Comment by og_kalu
It's not irrelevant, because this is an argument about whether the machine can be said to be reasoning or not.
If Alice had concluded that this occasional mistake NN calculator was 'not really performing algebra', then Bob would be well within his rights to ask Alice what on earth she was going on about.
> If Alice had concluded that this occasional mistake NN calculator was 'not really performing algebra', then Bob would be well within his rights to ask Alice what on earth she was going on about.
No, your burden of proof here is totally bass-ackwards.

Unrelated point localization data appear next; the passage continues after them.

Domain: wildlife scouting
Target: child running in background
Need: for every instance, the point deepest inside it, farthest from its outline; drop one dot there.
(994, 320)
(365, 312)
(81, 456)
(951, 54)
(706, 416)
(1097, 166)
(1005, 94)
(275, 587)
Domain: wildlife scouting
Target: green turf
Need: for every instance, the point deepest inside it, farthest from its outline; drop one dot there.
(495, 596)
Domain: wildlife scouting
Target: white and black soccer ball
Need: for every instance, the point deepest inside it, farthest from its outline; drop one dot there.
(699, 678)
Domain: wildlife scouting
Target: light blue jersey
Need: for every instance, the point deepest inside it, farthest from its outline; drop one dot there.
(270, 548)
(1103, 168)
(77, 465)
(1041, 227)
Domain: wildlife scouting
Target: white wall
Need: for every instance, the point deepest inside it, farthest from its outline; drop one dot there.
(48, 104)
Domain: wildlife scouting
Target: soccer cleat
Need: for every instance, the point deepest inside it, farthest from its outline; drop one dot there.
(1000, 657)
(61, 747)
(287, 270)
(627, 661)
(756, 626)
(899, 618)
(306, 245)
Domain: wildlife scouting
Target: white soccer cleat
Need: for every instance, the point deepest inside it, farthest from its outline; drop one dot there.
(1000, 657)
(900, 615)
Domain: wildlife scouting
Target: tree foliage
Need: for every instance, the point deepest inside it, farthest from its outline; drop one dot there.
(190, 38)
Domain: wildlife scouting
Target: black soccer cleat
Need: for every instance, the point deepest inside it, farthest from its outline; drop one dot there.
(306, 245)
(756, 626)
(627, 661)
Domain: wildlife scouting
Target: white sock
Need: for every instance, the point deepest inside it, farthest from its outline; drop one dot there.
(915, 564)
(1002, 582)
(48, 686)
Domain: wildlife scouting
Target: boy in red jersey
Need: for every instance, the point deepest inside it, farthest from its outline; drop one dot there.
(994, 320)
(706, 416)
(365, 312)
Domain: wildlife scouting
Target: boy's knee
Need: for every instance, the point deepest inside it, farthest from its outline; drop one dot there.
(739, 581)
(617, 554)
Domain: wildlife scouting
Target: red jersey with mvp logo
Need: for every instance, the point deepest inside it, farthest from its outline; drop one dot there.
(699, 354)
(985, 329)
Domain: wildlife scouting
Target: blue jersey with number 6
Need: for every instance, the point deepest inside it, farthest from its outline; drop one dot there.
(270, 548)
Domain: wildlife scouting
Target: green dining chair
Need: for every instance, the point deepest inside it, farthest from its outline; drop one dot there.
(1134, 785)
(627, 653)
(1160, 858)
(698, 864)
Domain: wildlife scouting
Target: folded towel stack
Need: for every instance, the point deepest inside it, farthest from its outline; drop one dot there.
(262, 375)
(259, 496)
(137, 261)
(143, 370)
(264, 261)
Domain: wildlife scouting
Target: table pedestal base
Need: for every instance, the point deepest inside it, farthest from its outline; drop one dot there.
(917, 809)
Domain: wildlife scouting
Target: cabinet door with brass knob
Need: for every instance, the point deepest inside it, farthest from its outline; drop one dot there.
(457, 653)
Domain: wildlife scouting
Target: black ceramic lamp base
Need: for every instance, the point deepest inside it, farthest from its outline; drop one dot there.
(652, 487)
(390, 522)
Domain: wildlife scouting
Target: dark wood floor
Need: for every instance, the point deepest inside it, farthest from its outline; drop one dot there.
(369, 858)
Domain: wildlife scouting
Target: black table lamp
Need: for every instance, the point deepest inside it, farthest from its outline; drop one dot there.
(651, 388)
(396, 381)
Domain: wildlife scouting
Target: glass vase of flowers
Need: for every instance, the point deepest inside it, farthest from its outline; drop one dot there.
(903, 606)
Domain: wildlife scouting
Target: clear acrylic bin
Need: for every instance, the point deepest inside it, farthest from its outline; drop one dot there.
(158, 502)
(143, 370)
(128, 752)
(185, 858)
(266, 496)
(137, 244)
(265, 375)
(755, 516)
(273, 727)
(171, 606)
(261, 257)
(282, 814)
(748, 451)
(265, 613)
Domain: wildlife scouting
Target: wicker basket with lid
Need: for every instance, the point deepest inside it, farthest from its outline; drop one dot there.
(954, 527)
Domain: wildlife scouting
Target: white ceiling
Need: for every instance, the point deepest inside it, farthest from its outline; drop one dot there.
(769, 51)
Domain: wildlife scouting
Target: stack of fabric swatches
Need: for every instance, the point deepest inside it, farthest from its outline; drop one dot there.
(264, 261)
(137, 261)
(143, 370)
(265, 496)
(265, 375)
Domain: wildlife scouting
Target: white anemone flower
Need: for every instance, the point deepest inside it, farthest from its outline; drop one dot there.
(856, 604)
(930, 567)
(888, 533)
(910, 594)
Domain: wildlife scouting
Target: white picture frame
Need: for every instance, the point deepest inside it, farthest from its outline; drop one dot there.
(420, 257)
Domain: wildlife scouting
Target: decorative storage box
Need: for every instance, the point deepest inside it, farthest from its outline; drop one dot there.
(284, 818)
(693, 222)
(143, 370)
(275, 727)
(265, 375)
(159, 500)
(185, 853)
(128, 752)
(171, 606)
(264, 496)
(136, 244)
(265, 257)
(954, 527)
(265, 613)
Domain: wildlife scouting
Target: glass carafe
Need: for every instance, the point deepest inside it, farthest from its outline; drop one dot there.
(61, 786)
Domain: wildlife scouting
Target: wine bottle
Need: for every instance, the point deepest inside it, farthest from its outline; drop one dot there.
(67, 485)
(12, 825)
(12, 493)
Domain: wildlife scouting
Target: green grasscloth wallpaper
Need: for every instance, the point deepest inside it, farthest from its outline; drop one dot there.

Bob's the one who asked for blind trust that his magical auto-learning black-box would be made to adhere to certain rules... but the rules and trust are broken. Bob's the one who has to start explaining the discrepancy, and whether the failure is (A) a fixable bug or (B) an unfixable limitation that can be reliably managed or (C) an unfixable problem with no good mitigation.
> It's not irrelevant, because this is an argument about whether the machine can be said to be reasoning or not.
Bringing up "b-b-but homo sapiens" is only "relevant" if you're equivocating the meaning of "reasoning", using it in a broad, philosophical, and kinda-unprovable sense.
In contrast, the "reasoning" we actually wish LLMs would do involves capabilities like algebra, syllogisms, deduction, and the CS-classic boolean satisfiability.
However the track-record of LLMs on such things is long and clear: They fake it, albeit impressively.
The LLM will finish the popular 2+2=_, and we're amazed, but when we twiddle the operands too far, it gives nonsense. It answers "All men are mortal. Socrates is a man. Therefore, Socrates is ______", but reword the situation enough and it breaks again.